Find your brand first
These guides start with the manufacturer, then walk you toward the right stock-size check, upgrade path, and calculator for the vehicle you actually drive.
Browse by brand
Use brand guides as a starting point
Vehicle tire sizing is not always one-size-fits-all. The same model can have different tire sizes by trim, wheel package, model year, drivetrain, or optional appearance package. These brand guides are designed to help you think through the process instead of guessing from a forum comment or a single product listing.
The safest starting point is still the tire information placard on the vehicle, usually found near the driver's door opening, plus the owner documentation. Once you know the original tire size, use the calculator to compare any replacement or upgrade. That gives you a cleaner view of diameter, sidewall, and speedometer impact before you worry about tread style.
Why vehicle tire guides need context
A brand name alone does not tell you the correct tire size. A Ford F-150, Toyota Camry, Honda Civic, Jeep Wrangler, and Chevrolet Silverado all have multiple possible sizes depending on trim, year, and wheel package. That is why the guides focus on a workflow instead of pretending there is one universal answer.
The practical approach is to identify the baseline first, then calculate the impact of any change. That keeps the decision grounded in numbers while still leaving room for real-world checks like clearance, load rating, wheel width, and how the vehicle is actually used.
Factory size versus installed size
One detail that trips people up is the difference between the factory size and the size currently installed. A used vehicle may have aftermarket wheels, a previous owner’s upgrade, or a tire size chosen only because it was available. That does not automatically mean it is the best baseline for a future purchase.
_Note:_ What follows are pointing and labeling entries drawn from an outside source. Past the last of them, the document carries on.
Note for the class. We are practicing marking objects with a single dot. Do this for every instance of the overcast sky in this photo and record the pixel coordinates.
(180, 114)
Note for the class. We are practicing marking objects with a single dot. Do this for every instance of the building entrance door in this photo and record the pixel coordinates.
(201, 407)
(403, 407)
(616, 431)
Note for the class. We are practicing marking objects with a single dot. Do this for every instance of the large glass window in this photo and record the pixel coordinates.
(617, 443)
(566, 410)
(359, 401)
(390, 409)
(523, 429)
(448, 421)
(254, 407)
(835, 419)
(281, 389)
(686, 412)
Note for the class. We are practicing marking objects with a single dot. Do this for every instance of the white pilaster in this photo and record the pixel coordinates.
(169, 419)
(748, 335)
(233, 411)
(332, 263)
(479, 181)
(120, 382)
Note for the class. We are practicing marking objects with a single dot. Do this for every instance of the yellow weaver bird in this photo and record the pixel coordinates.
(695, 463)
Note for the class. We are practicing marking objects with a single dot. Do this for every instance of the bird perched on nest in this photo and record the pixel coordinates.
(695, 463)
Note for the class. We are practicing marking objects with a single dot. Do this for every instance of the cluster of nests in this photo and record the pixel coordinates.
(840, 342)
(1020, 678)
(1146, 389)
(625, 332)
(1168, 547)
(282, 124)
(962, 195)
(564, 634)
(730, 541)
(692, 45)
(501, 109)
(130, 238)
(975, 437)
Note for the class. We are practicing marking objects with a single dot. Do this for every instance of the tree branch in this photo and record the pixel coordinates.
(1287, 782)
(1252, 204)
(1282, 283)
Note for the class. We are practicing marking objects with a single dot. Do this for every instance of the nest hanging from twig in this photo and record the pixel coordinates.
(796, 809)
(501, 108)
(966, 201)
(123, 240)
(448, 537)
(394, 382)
When possible, compare both pieces of information: the placard size and the installed size. If they match, your baseline is straightforward. If they do not match, run both through the calculator so you can understand what changed before deciding what to buy next.
What makes vehicle fitment tricky
Vehicle fitment gets complicated because tires do not exist by themselves. They sit on a wheel, the wheel has a width and offset, and the whole package moves through the suspension and steering range. That means a tire-size change can be fine on one trim and annoying on another.
That is why these pages point you back to math first. Diameter, width, sidewall, and revolutions per mile are the common language. Once those numbers make sense, it is easier to talk with a tire shop, compare product listings, and avoid buying a tire based only on appearance.